During the last few weeks I’ve been taking advantage of the relatively mild weather to develop a scented woodland area. Alongside Cathy Kitchingman in the Prospect House Garden, we have been renovating a previously relatively wild area. A slightly past its best wooden playhouse has been removed with gusto by our axe wielding teenagers and carted off to be burnt. The ivy that has spread from under the yew hedge backdrop has been removed, and the overenthusiastic Lamium orvala (red deadnettle) has been rigorously restrained. We have crown-lifted the pretty hazels to allow for underplanting, and pruned heavily the spreading Choisya ternata. The Epimedium has been split and spread about and the hellebore seedlings have been removed, the bigger ones to be grown on in pots and replanted elsewhere. We have constructed a path through the middle by clearing any growth and laying a double layer of membrane. We then edged the path with thick branches and covered the membrane with a dense layer of wood chip. The whole bed is going to be brought out by about a metre and a half to allow for more planting.
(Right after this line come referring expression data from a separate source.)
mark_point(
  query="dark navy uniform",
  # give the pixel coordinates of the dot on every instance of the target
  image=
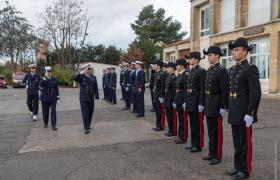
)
(245, 94)
(127, 88)
(133, 90)
(159, 93)
(49, 96)
(179, 101)
(113, 85)
(32, 81)
(170, 92)
(216, 98)
(140, 90)
(195, 96)
(88, 94)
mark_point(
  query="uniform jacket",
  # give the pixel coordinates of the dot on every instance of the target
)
(245, 92)
(216, 90)
(88, 87)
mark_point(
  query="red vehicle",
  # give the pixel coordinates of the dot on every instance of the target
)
(17, 80)
(3, 83)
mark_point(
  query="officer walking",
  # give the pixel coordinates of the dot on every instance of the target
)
(113, 85)
(179, 101)
(216, 103)
(194, 103)
(169, 99)
(88, 94)
(159, 95)
(140, 89)
(32, 80)
(245, 95)
(49, 97)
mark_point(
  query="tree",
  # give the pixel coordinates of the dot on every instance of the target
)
(17, 40)
(153, 30)
(65, 25)
(133, 53)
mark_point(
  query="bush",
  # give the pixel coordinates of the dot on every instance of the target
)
(64, 76)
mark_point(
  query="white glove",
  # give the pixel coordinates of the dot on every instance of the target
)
(222, 112)
(200, 108)
(248, 120)
(184, 106)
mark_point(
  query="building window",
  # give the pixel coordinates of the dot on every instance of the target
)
(227, 15)
(204, 21)
(260, 56)
(258, 12)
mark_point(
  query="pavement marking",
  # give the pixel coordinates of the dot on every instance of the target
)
(104, 133)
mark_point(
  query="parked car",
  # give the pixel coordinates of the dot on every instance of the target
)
(17, 80)
(3, 83)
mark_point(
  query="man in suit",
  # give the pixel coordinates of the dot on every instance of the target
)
(140, 89)
(194, 103)
(216, 103)
(244, 100)
(88, 94)
(32, 80)
(49, 97)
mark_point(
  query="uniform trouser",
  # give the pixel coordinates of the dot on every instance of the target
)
(128, 99)
(152, 96)
(33, 103)
(140, 104)
(114, 95)
(242, 148)
(46, 106)
(195, 129)
(158, 113)
(87, 109)
(170, 119)
(215, 135)
(180, 113)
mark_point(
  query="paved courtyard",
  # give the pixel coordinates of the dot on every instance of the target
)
(120, 145)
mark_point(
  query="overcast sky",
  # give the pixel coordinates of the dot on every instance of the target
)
(111, 18)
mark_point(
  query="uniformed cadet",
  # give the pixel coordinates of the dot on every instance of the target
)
(88, 94)
(132, 86)
(245, 95)
(126, 86)
(159, 96)
(140, 89)
(194, 103)
(121, 80)
(179, 101)
(49, 96)
(216, 103)
(32, 80)
(170, 91)
(113, 85)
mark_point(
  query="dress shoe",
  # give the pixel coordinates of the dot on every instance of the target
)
(195, 149)
(232, 172)
(240, 175)
(214, 162)
(188, 147)
(87, 131)
(207, 158)
(179, 141)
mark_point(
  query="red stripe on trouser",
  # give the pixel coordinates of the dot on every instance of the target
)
(249, 149)
(220, 137)
(201, 130)
(162, 116)
(174, 122)
(185, 126)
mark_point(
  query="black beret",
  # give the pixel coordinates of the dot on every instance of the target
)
(239, 42)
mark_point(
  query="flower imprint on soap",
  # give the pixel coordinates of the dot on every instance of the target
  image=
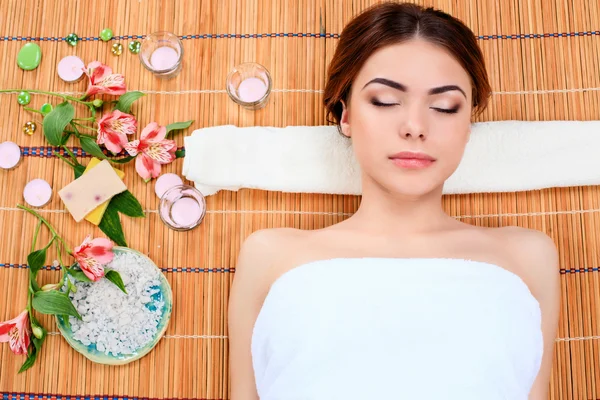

An orange hamamelis (witch hazel) which is not thriving in a too dry area of the garden will be moved here to provide scent on the edge of the path and we will introduce other scented part-shade lovers. This includes Sarcococca (Christmas Box), Daphne bholua ‘Jaqueline Postill’ and Lonicera standishii ‘Budapest’, a shrubby winter flowering honeysuckle with delicious scent. We already have an established Lilac and Laburnum and if space allows at the higher level we will add a Viburnum bodnantense. We have split some Gallium odorata (sweet woodruff) for ground cover and will add in some Viola odorata. Lily of the valley would work but is too invasive for what we want, but to extend the interest into summer – always a challenge for shady areas - we might grow the annual Nicotiana sylvestris.
Aside from those, we are planning to try our hand at building a willow arbour and will provide feedback on that in a later post! Next September we will add more woodland bulbs including the woodland Anemone nemerosa and potentially even some native bluebells, Hyacinthoides non-scripta, (not the highly invasive Spanish bluebell, Hyacinthoides hispanica). The existing snowdrops have been split and concentrated close to the base of winter-bare shrubs. We will also be adding ferns for texture, Dryopteris felix-mas and Polystichum setiferum.
In more generic advice I have started cutting back grasses, which have already started sprouting new growth in this very mild winter. Bulbs are shooting up, making it inadvisable to delay further in the winter cut back. I have sorted out the first seeds to sow but am sitting on my hands until light levels improve before sowing. Most of the roses have been pruned and the emerging shoots of celandine rigorously weeded out. Spring is waiting in the wings.